Children with ADHD have trouble concentrating, sitting still and being quiet. They are often disorganized and often forget to do things. Some children with ADHD also have trouble sleeping.
10 tips to help your ADHD child fall asleep
Sleep is crucial to your ADHD child's health and well-being. Here are some tips:
- Establish a bedtime routine that is calm and soothing. This means that you should avoid letting your ADHD child watch television or play video games before bedtime.
- Encourage your child to exercise during the day to burn off excess energy.
- Give your ADHD child a warm bath before bedtime to relax his or her muscles.
- Reading a bedtime story to your child can help calm his or her mind and encourage sleep.
- Teach your ADHD child some relaxation techniques, such as deep breathing or visualization.
- Turn off all light sources in the bedroom to create a dark and quiet environment.
- Encourage your ADHD child to get up and move around if he or she wakes up during the night and can't get back to sleep.
- Implement a healthy sleep regimen for your ADHD child by encouraging him or her to go to bed and get up at regular times.
- Avoid giving your ADHD child food and drinks containing caffeine before bedtime.
- Talk to your doctor if your ADHD child has trouble sleeping and is at risk for sleep apnea.
It is important to ensure that your ADHD child has an environment that is conducive to healthy, restful sleep.
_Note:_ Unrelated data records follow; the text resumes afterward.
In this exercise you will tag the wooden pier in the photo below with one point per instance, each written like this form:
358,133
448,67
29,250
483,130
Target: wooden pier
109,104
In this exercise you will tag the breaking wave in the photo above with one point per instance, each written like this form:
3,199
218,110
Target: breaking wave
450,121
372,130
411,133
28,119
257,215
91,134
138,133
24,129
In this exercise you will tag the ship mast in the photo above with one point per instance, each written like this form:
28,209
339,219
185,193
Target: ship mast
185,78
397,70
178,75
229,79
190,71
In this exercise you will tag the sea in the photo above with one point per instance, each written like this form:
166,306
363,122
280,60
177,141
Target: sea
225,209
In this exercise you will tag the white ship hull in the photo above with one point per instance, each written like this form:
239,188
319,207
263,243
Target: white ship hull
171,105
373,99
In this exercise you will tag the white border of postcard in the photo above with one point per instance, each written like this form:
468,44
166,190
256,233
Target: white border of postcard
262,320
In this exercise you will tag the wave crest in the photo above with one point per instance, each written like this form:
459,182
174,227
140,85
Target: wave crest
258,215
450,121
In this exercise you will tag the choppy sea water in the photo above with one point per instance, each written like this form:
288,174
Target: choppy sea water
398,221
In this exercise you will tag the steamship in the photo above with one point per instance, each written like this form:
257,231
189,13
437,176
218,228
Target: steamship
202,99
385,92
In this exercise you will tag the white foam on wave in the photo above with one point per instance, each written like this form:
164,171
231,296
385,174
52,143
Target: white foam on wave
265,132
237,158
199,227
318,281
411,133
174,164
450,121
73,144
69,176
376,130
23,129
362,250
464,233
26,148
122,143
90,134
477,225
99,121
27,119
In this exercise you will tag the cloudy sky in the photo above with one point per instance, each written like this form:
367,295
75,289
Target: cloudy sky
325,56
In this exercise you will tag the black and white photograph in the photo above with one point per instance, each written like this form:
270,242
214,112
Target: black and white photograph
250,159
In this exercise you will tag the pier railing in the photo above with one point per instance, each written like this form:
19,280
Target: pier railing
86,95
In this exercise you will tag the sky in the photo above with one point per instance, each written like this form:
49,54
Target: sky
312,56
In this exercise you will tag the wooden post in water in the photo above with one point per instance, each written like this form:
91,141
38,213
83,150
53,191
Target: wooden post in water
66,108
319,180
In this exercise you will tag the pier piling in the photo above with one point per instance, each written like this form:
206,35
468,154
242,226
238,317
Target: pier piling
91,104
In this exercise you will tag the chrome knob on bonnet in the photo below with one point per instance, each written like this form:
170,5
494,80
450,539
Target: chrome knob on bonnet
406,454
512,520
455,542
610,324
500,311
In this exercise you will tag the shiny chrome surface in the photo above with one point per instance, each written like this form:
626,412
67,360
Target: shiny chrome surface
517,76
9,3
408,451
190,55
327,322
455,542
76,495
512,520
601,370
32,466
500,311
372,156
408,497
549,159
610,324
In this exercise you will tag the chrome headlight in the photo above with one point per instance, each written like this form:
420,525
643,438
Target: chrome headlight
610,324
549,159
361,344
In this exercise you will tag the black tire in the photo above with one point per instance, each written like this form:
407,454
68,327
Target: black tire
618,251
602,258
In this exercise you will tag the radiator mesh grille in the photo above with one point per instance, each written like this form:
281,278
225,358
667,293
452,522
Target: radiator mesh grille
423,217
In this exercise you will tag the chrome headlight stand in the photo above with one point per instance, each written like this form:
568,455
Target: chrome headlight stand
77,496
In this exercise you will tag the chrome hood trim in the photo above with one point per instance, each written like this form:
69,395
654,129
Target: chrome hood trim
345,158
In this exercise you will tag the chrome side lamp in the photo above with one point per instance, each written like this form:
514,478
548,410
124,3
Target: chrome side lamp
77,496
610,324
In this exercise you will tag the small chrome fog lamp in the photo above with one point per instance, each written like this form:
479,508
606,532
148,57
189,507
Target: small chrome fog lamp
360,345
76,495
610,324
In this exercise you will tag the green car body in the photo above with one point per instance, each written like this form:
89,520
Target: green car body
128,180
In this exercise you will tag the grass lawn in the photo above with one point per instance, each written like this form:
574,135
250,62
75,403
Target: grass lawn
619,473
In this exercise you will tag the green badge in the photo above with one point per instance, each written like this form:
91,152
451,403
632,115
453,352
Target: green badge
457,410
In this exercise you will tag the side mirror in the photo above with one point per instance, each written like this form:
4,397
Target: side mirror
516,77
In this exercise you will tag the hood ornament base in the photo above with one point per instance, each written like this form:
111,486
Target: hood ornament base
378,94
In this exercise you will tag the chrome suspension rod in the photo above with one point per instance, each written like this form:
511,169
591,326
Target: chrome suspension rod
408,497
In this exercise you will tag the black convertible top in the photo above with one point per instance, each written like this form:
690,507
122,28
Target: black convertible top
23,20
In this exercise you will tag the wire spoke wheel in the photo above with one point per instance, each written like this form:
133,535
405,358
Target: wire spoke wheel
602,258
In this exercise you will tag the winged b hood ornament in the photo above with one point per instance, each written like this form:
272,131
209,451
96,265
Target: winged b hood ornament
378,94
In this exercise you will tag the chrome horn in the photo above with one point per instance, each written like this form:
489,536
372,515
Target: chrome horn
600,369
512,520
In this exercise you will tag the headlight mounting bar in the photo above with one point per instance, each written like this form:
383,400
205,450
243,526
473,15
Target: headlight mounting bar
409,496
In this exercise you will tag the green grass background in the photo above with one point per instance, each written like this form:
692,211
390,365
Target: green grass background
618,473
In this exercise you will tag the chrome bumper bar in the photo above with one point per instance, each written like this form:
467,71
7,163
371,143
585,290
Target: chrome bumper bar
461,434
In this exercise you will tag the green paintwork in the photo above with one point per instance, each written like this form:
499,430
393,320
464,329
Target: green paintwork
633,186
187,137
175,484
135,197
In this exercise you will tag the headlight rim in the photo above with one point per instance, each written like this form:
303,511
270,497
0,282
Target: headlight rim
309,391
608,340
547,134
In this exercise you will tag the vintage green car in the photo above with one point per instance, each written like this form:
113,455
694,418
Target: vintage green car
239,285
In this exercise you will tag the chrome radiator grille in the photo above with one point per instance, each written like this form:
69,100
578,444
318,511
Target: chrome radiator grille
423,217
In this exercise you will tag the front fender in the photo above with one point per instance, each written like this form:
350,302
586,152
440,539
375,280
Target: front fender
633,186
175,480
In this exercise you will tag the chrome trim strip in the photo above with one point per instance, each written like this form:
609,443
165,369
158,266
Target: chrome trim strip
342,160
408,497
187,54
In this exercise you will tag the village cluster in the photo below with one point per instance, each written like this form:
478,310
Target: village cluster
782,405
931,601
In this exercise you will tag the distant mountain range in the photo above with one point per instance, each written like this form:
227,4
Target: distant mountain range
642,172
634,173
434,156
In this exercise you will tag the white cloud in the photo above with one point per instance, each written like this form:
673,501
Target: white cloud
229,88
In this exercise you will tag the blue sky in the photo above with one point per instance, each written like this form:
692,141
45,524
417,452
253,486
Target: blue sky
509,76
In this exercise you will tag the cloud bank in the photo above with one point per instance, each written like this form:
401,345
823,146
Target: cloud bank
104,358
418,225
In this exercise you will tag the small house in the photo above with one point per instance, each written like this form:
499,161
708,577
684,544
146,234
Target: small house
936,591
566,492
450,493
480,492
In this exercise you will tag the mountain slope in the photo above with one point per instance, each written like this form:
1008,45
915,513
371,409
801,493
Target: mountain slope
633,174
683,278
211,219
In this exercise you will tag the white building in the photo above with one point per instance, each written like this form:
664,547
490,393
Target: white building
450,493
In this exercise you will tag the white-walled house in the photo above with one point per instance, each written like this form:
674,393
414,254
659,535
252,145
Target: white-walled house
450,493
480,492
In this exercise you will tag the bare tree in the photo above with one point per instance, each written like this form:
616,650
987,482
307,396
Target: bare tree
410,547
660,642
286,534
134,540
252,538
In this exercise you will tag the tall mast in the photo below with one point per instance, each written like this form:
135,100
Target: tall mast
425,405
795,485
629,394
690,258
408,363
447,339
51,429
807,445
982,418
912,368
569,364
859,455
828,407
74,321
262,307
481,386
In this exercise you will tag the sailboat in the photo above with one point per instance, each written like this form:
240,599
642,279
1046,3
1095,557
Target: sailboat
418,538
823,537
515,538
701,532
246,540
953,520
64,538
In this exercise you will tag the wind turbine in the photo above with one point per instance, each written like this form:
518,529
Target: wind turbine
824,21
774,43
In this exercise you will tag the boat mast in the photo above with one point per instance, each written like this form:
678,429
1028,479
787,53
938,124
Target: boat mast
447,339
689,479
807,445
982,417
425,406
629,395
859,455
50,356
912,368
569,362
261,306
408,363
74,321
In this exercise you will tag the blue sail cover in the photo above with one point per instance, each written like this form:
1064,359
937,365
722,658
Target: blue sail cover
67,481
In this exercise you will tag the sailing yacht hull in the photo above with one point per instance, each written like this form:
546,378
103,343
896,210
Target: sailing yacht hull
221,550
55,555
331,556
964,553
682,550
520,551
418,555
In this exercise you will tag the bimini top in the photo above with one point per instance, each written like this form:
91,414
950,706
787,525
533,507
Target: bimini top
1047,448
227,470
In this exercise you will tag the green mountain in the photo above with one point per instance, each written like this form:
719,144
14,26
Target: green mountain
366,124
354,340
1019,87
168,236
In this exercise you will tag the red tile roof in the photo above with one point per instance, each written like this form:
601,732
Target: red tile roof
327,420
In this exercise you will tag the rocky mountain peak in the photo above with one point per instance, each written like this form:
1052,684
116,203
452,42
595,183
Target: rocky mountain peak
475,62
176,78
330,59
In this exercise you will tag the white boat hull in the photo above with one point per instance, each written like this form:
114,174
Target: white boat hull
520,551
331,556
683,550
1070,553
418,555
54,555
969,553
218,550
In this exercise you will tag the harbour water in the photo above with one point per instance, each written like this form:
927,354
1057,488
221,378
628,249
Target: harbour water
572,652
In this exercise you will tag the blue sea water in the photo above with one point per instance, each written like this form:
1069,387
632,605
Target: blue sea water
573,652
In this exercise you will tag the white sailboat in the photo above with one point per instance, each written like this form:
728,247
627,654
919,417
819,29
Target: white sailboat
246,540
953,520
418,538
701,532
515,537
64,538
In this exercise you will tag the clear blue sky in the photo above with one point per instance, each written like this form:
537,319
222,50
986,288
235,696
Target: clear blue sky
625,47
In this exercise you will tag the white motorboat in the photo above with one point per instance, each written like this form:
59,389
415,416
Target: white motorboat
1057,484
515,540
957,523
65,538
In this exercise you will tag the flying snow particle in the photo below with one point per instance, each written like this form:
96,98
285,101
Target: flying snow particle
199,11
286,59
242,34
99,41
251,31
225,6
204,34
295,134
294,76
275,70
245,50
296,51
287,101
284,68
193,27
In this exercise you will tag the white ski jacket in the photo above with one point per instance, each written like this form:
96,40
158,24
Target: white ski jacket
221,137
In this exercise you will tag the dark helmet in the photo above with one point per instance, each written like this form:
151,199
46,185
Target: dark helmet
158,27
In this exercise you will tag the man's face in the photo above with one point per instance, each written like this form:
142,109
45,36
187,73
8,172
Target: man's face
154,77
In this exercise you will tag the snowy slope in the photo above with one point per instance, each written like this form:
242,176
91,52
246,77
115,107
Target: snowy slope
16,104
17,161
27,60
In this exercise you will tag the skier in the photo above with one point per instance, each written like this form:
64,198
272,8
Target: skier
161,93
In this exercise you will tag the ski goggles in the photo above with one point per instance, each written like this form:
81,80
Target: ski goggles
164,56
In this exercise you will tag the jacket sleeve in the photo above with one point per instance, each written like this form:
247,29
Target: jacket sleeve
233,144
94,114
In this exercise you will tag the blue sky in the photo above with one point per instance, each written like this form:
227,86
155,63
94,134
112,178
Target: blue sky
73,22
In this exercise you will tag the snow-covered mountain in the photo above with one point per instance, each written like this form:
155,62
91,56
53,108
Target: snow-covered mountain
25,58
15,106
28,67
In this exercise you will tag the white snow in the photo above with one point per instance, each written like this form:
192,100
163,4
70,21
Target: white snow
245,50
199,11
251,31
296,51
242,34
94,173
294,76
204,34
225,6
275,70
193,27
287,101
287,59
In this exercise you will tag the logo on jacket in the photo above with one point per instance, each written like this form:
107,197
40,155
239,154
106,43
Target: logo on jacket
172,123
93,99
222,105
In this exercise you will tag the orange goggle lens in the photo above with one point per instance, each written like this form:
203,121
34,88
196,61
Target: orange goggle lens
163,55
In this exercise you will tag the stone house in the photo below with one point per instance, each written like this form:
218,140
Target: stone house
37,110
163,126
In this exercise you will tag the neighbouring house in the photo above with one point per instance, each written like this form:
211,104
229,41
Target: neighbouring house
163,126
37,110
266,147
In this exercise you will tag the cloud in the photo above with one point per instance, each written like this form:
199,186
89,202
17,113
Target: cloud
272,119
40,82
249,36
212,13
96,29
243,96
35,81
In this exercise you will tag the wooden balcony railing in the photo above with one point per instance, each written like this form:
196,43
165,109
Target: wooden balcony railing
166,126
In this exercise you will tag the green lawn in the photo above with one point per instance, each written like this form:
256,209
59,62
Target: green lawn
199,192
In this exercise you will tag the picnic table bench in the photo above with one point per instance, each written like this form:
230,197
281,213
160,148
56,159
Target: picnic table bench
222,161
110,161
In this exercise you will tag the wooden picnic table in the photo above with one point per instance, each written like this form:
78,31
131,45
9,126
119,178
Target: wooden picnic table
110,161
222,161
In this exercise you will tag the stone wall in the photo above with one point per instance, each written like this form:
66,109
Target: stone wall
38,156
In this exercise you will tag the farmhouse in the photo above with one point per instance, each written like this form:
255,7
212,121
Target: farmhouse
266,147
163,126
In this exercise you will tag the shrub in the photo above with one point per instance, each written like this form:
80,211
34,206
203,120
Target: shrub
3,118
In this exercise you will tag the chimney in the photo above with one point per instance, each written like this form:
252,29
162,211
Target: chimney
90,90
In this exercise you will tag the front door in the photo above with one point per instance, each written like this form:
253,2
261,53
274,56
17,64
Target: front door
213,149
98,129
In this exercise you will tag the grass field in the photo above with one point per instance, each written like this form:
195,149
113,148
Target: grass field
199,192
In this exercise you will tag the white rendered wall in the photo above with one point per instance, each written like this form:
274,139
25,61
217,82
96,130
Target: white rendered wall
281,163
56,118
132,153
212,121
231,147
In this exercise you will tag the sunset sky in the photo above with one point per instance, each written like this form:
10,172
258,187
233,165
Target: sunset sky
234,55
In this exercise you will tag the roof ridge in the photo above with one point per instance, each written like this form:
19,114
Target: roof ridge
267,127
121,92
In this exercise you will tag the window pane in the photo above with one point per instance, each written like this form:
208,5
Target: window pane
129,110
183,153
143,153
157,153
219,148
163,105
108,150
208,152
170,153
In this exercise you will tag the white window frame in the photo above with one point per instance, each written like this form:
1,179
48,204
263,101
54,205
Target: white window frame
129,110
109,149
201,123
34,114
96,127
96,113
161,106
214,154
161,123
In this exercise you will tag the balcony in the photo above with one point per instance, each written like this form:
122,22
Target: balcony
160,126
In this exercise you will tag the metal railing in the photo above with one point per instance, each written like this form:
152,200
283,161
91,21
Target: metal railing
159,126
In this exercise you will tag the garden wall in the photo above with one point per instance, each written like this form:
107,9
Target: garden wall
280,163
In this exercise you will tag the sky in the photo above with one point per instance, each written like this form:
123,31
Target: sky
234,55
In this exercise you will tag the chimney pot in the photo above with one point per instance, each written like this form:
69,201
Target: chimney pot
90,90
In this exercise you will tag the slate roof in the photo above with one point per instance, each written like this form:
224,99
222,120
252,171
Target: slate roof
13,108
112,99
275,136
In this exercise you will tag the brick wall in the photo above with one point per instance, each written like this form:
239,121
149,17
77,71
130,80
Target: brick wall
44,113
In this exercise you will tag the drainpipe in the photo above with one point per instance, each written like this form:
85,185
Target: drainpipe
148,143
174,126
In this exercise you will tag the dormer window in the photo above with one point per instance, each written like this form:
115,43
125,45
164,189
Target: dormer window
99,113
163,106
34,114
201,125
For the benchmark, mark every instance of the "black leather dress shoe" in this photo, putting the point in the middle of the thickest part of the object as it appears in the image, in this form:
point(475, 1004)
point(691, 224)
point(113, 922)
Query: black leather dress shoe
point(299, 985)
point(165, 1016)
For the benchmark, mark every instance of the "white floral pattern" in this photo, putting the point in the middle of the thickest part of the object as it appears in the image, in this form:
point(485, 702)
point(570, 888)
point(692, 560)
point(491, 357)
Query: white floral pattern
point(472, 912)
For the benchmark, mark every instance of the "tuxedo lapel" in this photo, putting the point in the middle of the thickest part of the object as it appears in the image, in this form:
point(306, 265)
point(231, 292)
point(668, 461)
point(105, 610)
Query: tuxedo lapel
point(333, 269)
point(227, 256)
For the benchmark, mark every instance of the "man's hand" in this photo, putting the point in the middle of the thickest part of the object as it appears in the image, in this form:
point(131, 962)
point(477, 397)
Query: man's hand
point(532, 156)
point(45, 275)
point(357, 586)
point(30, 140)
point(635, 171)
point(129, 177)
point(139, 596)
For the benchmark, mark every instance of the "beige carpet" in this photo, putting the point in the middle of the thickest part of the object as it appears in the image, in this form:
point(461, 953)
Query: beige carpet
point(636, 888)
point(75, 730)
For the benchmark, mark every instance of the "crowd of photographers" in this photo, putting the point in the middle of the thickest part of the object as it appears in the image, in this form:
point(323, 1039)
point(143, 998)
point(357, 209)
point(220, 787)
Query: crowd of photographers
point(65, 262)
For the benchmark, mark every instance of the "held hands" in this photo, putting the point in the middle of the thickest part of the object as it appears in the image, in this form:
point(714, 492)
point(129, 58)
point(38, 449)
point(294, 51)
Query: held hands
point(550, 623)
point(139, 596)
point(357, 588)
Create a bedtime routine that will help them relax and fall asleep. Make sure there are no distractions in his room, such as television or video games. Encourage exercise during the day to deplete his energy and promote deep, restful sleep.
Other tips to help your child sleep
Staying with him, accompanying him
To be with him will not be only by telling him a story even if it is excellent. It is not enough for them and then it is still in the "doing". We must accompany them in the fact of settling down and stopping. It is no longer in the action that it happens but in the "being". And for that, it requires that the parent himself or herself stops and rests.
The hand on the abdomen and the other at the same height in the back
An excellent gesture that helps to settle down and calm down, as much for the parent as for the child, is to put one of your hands on his abdomen at the level of the navel and the other hand on his back at the same height. Then you center yourself on what you feel in your hands, closing your eyes if necessary and remaining silent. If the child speaks to you, you listen to him but you do not feed the conversation at this time. You simply take the time to be.
You will see that little by little, the child calms down and this gesture recreates a very strong link between the parent and the child, a bit like the umbilical cord that linked the mother to the child in utero.
The abdomen is also the seat of emotions where many tensions and knots come to lodge; this gesture will help to untie these knots, and allow the energy to circulate better.
One hand on his forehead and the other on his neck
This gesture calms the little bike that never stops in the head as well as the tensions of the upper back. A few minutes are enough.
I see that in the adults who come for coaching or care, it does them a lot of good too. Especially for people who carry a lot in their lives...
So, I invite you now to "devote" 5 more minutes with your child during the ritual of falling asleep and to test one day one gesture, one day the other.